Dans un communiqué, LFI explique que la gauche est présente « dans la quasi-totalité des circonscriptions avec des perspectives de victoire dans la majorité d'entre elles ». Les candidats soutenus par la FI ou la Nupes ont fait de bons scores, notamment en Martinique et La Réunion, où ils sont présents au second tour dans six des sept circonscriptions que compte l’île.
LFI liste ensuite les candidats qu'elle soutient, indiquant qu' « en Guadeloupe, nous soutenons les candidatures d'Olivier Serva (ex-LREM, 1ere circonscription), de Christian Baptiste (DVG, opposé à la secrétaire d'État à la mer Justine Benin dans la 2e circ.) et d'Elie Califer (PS) ». Le député Olivier Serva a démissionné le 1er juin du groupe LREM à l'Assemblée nationale, expliquant que son territoire avait été « inaudible pendant les deux dernières années de crise sanitaire ». Il avait aussi refusé de parrainer le président Macron pour la présidentielle.

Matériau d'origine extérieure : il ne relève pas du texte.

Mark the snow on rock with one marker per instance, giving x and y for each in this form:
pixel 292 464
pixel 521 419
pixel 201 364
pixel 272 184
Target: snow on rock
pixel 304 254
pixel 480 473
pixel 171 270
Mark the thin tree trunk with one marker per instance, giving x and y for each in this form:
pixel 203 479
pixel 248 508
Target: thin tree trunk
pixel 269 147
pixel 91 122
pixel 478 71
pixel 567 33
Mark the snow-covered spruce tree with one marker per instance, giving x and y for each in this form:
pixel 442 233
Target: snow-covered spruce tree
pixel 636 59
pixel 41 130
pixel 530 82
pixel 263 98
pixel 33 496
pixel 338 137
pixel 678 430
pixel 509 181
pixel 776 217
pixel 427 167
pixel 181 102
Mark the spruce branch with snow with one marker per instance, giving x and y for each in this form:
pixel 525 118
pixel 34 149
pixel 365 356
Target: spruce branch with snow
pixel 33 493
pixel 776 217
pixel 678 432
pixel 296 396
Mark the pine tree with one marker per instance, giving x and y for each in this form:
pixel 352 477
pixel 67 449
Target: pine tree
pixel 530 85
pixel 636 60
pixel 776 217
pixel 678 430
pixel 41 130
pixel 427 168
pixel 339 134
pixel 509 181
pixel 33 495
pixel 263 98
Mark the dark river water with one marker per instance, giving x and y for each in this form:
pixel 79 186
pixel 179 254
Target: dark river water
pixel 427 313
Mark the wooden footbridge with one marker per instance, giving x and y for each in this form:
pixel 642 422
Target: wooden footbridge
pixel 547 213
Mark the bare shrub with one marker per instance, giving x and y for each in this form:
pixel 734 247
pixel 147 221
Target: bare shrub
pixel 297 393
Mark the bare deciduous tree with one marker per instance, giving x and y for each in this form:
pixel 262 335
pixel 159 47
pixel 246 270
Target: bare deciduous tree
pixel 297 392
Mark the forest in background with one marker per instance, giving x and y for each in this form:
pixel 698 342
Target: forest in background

Selon la direction de LFI à Paris, Olivier Serva « a dit qu'il s'engagerait sur le programme de la Nupes ». Mais localement, les insoumis de la première circonscription ont jugé dans un communiqué « inconcevable de renvoyer à l'Assemblée nationale quelqu'un qui a soutenu Macron contre les intérêts de la Guadeloupe ». Le PS local a également déploré « la grande confusion générée par le soutien surprenant accordée, depuis Paris, au député sortant », dont « les évolutions récentes méritent d'être appréciées sur la durée ».
En Martinique, LFI soutient Jiovanny William (DVG), Marcellin Nadeau (parti d'extrême gauche Peyi-A) et Jean-Philippe Nilor (député sortant, Gauche démocratique et républicaine). En Guyane, « nous soutenons les candidatures de Yvane Goua » (figure du milieu associatif, et porte-parole du collectif Trop Violans, né des remous des manifestations de 2017) et du syndicaliste Davy Rimane, qui affronte le député sortant LREM Lenaïck Adam.
À La Réunion, LFI soutient le PS sortant Philippe Naillet, la sortante du groupe communiste Karine Lebon (DVG), leur collègue insoumis Jean-Hugues Ratenon, Emeline K/Bidi (LFI), Frédéric Maillot (DVG) et Perceval Gaillard (DVG). Ces candidats sont aussi soutenus localement par la présidente de la Région et ancienne députée GDR, Huguette Bello, qui avait très vite soutenu Jean-Luc Mélenchon à la Présidentielle. Ce dernier était largement arrivé en tête au premier tour en avril dernier.
LFI soutient aussi, pour la Polynésie, Tematai Le Gayic, Steve Chailloux et le député sortant Moetai Brotherson. Tous les trois sont, localement, les candidats du parti indépendantiste qui affrontent, chacun dans leur circonscription, les candidats de la majorité locale du président Édouard Fritch, investis par la confédération présidentielle Ensemble !.

En Nouvelle-Calédonie, les indépendantistes du FLNKS Walisaume Wahetra et Gérard Reignier ont aussi reçus le soutien de la FI. Jean-Luc Mélenchon s’était par ailleurs, avant le 1er tour de la Présidentielle, engagé à organiser un nouveau référendum d’indépendance s’il était élu, celui du 12 décembre étant contesté par les indépendantistes. Enfin, à Saint-Pierre et Miquelon, ils soutiennent Olivier Gaston (LFI). « Élus, ils pourront siéger au sein des groupes de la Nupes », a précisé LFI.
Au soir du premier tour, alors que la Nupes était donnée en tête, c'est finalement la majorité présidentielle qui avait devancé la gauche unie d'un peu plus de 20 000 voix. La FI a alors accusé le Ministère de l'Intérieur de ne pas avoir pris en compte les résultats de certains candidats ultramarins, notamment Jean-Hugues Ratenon, dans ceux de la Nupes, alors qu'ils étaient soutenus par cette dernière. Dans un décompte, en prenant en compte les voix des candidats ultramarins soutenus par la Nupes ou FI, le journal Le Monde a finalement mis la Nupes en tête des votes dimanche soir.